Silencing of TKTL1 by siRNA inhibits proliferation of human gastric cancer cells in vitro and in vivo

Abstract

Tumorigenesis requires energy production via aerobic glycolysis (the Warburg effect) in malignant tumors. Recent research has demonstrated that the pentose phosphate pathway (PPP) is augmented in some tumors, especially the non-oxidative part of the PPP which is controlled by transketolase (TKT) enzyme reactions.
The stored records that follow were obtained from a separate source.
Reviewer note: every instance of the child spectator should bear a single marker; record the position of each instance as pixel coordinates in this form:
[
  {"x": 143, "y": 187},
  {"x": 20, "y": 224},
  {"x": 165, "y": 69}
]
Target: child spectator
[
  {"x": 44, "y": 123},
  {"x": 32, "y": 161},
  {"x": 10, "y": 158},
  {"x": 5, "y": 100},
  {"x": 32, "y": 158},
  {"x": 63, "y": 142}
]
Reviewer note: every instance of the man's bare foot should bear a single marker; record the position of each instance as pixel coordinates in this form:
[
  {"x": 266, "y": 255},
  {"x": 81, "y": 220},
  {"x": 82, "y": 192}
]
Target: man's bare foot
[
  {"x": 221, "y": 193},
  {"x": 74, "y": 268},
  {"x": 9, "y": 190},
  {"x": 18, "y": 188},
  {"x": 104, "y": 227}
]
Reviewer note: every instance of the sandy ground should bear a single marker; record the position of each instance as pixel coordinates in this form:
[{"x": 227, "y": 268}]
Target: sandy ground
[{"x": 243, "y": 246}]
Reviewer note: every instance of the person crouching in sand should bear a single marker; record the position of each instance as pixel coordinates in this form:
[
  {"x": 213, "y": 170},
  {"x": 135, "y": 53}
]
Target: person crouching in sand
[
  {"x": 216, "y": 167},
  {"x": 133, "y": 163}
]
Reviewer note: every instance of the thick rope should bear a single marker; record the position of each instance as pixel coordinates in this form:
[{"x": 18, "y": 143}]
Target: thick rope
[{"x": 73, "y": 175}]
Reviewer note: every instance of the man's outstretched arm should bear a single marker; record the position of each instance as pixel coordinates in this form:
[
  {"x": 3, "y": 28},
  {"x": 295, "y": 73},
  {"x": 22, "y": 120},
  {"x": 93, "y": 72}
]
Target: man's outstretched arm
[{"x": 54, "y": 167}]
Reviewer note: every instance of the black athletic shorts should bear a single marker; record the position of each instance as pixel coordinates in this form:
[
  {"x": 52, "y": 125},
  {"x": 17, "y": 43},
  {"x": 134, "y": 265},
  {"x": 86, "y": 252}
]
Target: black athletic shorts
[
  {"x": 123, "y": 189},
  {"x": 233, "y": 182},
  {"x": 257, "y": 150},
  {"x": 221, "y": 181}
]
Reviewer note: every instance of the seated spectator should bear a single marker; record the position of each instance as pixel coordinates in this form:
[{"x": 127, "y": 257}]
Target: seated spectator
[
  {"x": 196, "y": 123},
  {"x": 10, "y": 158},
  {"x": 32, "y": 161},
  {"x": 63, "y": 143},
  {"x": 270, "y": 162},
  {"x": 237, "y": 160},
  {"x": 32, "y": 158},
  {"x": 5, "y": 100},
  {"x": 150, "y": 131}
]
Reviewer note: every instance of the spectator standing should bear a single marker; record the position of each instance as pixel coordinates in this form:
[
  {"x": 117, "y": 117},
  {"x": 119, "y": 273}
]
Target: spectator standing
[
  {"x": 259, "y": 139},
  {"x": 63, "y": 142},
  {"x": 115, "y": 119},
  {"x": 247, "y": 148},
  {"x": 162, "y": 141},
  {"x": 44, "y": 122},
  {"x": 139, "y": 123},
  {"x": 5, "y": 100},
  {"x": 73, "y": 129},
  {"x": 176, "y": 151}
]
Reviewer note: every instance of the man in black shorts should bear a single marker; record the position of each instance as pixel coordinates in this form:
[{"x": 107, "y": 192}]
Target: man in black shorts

One TKT isoform, transketolase-like protein 1 (TKTL1), is specifically up-regulated in different human cancers, and its over-expression predicts poor patient survival. To further define the function of in malignant progression, we employed the small interference RNA (siRNA) technique to knockdown gene expression of TKTL1 in the gastric cancer cell line AGS. We used TKTL1 siRNA to observe the effect of reduced TKTL1 expression on gastric cancer tumorigenesis in a nude mice xenograft model and on proliferation in vitro. Our results showed that the expression of double stranded RNA led to the efficient and specific inhibition of endogenous TKTL1 expression in AGS cells. In addition, the TKT activity was significantly deceased in the TKTL1 siRNA-treated AGS cells. TKTL1 suppression resulted in delayed cell proliferation in vitro. Furthermore, loss of TKTL1 inhibited the growth of AGS tumor xenografts. Altogether, our findings indicate that the specific inhibition of TKTL1 may be important therapeutically.